Thanks for the feedback, I'll change
https://github.com/google/certificate-transparency-rfcs/pull/135
accordingly.
(More feedback is still welcome, of course, but I also strongly think it is
beneficial).

On Wed, Mar 16, 2016 at 1:07 PM, Rob Stradling <[email protected]>
wrote:

> On 16/03/16 12:22, Eran Messeri wrote:
>
>> How desirable is it for issuers to be able to embed V1 and V2 SCTs in
>> the same certificate?
>>
>
> Eran, thanks for thinking this through.  I think that this is definitely
> desirable, and I like the solution you've proposed.
>
> If we don't do this, I think it would adversely affect adoption of V2.

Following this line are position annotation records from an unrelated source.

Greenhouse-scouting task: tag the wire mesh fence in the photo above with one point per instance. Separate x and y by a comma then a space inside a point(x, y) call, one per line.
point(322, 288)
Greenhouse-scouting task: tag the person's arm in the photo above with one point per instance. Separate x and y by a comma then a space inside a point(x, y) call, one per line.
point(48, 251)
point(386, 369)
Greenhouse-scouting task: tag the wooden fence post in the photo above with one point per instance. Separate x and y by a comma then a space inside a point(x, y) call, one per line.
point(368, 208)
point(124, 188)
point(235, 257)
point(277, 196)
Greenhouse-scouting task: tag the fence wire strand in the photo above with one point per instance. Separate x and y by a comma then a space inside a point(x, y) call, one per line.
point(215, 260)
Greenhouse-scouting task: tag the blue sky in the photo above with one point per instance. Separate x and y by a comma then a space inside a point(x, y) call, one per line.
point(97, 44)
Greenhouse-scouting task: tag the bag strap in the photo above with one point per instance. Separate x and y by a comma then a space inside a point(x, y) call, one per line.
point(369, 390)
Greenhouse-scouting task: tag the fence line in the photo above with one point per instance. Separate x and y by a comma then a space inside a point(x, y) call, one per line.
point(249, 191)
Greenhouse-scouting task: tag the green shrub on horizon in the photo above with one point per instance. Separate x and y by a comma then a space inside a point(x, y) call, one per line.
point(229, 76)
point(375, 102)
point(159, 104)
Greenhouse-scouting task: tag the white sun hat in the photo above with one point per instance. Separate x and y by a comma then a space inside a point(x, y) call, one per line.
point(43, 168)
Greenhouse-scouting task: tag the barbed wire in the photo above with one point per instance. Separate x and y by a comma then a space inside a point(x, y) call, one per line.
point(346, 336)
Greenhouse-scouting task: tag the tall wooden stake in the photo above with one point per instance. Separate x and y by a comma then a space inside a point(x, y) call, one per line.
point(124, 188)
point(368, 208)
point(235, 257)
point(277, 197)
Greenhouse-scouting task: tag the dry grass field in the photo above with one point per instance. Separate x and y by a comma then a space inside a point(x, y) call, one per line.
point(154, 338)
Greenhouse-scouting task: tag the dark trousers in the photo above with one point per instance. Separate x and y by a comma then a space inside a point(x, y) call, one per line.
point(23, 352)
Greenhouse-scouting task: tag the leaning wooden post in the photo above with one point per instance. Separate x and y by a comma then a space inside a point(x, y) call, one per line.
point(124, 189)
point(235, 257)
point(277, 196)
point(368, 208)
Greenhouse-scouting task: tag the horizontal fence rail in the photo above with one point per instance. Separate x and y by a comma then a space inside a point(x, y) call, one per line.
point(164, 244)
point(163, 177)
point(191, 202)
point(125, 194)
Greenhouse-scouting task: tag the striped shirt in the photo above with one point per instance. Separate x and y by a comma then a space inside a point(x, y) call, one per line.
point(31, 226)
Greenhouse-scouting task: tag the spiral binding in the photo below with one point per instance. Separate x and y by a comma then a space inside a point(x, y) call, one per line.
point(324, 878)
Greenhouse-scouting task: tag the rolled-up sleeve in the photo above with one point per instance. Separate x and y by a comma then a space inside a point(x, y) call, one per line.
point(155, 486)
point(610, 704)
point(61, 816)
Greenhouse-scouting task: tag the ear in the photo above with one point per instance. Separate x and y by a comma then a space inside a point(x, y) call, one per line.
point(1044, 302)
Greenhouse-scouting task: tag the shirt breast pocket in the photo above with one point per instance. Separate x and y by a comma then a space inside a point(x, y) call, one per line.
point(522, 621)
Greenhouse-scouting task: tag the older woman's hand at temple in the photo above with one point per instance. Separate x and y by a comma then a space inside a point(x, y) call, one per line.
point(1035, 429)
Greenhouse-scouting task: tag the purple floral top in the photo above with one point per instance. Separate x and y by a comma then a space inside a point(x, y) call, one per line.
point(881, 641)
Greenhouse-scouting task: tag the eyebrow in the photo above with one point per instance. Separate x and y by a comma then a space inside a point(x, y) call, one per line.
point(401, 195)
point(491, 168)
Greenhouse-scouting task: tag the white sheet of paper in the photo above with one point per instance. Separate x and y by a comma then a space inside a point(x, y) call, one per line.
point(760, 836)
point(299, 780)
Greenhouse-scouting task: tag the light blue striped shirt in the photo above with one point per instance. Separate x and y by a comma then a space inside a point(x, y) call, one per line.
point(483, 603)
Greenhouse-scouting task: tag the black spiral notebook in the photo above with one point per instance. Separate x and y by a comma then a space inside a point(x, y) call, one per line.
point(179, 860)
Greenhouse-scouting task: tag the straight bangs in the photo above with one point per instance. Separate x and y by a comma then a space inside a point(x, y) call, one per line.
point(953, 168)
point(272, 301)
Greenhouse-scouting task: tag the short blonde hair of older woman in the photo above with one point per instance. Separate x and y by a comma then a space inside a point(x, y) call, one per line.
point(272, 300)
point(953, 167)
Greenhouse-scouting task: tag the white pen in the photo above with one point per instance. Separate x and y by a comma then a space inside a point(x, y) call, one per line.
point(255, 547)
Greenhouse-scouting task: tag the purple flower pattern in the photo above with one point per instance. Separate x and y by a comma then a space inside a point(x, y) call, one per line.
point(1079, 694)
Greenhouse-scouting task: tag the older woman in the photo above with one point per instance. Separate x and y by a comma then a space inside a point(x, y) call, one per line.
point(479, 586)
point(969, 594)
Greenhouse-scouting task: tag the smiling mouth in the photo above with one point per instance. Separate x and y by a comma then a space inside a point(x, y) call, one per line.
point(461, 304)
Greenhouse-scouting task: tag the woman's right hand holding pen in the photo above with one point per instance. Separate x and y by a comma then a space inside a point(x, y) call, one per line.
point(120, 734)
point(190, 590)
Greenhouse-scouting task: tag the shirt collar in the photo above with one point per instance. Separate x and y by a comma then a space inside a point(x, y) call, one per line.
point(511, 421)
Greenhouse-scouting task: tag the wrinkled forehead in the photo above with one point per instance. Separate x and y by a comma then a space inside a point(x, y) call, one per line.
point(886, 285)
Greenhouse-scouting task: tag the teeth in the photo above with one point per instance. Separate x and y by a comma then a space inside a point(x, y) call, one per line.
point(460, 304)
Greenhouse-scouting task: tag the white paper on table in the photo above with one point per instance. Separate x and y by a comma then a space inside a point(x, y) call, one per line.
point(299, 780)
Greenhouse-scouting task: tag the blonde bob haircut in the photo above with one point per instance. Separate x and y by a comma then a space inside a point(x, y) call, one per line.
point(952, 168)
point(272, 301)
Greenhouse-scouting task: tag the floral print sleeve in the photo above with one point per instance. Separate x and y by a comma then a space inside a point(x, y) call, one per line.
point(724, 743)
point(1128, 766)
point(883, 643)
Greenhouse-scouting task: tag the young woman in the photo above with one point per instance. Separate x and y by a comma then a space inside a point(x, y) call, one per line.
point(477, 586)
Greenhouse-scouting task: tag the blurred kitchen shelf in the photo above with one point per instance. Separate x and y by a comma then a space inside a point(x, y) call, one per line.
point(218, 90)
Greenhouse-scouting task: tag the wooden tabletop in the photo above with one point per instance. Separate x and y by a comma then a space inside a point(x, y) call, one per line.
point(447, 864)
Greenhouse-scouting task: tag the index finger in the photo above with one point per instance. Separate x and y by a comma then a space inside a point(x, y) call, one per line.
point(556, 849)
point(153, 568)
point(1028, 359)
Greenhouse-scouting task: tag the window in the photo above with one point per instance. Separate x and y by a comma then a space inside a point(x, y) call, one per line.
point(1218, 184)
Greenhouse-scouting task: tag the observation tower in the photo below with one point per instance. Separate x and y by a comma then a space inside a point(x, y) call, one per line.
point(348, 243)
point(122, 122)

> Embedding SCTs in certificates is the only SCT delivery mechanism that all
> TLS servers support, and few people are going to want to break
> compatibility (by embedding only V2 SCTs in certs) with V1 clients that
> still have a significant userbase.
>
> (Pretend for a moment that "V1" is sha1WithRSAEncryption and "V2" is
> sha256WithRSAEncryption.  Adoption of sha256WithRSAEncryption for
> certificate signatures was extremely slow, because (i) the userbase of
> clients that only supported sha1WithRSAEncryption was still significant and
> (ii) certificates can only have 1 signature).
>
>
> Background: V1 SCTs (RFC6962) and V2 SCTs (RFC6992-bis) are completely
>> different and can co-exist for X.509 certificates as they are delivered
>> in different OCSP extensions / TLS exetensions.
>>
>> In the case of precertificates, while in theory V1 and V2 SCTs can be
>> independently embedded (as the X.509 extensions to embed each type are
>> different), in practice SCTs for V1 Precertificates cover the entire
>> TBSCertificate, including the V2 SCTs (otherwise the V1 SCT won't be
>> valid) and the same goes for V2 SCTs.
>>
>> In RFC6962-bis, as it is defined right now,  V1 and V2 SCTs for the same
>> precertificate cannot be embedded in the same X.509 certificate.
>> It seems to me there would be benefit to enabling this combination, as
>> that means issuers can issue certificates that would comply both with V1
>> CT clients and V2 CT clients without forcing V2 clients to also
>> implement RFC6962.
>>
>> The solution I propose:
>> - In the normative section of RFC6962-bis about SCT checking, specify
>> that TLS clients SHOULD remove the V1 X.509 extension (OID XXX) when
>> checking V2 Precertificate SCTs.
>> - In an informal appendix, suggest the following process for issuing an
>> X.509 certificate that contains valid V1 and V2 SCTs embedded:
>> (1) Issuer create a valid RFC6962-bis precertificate and submits it to
>> V2 logs, collecting the returned SCTs.
>> (2) Issuer embeds the V2 SCTs (as TransItems) into the TBSCertificate
>> with the V2 X.509 extension.
>> (3) Issuer then adds the poison extension from RFC6962, signs the
>> TBSCertificate to produce a valid V1 precertificate, which it then
>> submits to V1 logs.
>> (4) Issuer embeds the V1 SCTs in the TBSCertificate and signs it,
>> producing the final X.509 certificate to be used by the server.
>>
>> V1 clients would validate the V1 SCTs and ignore the V2 SCTs.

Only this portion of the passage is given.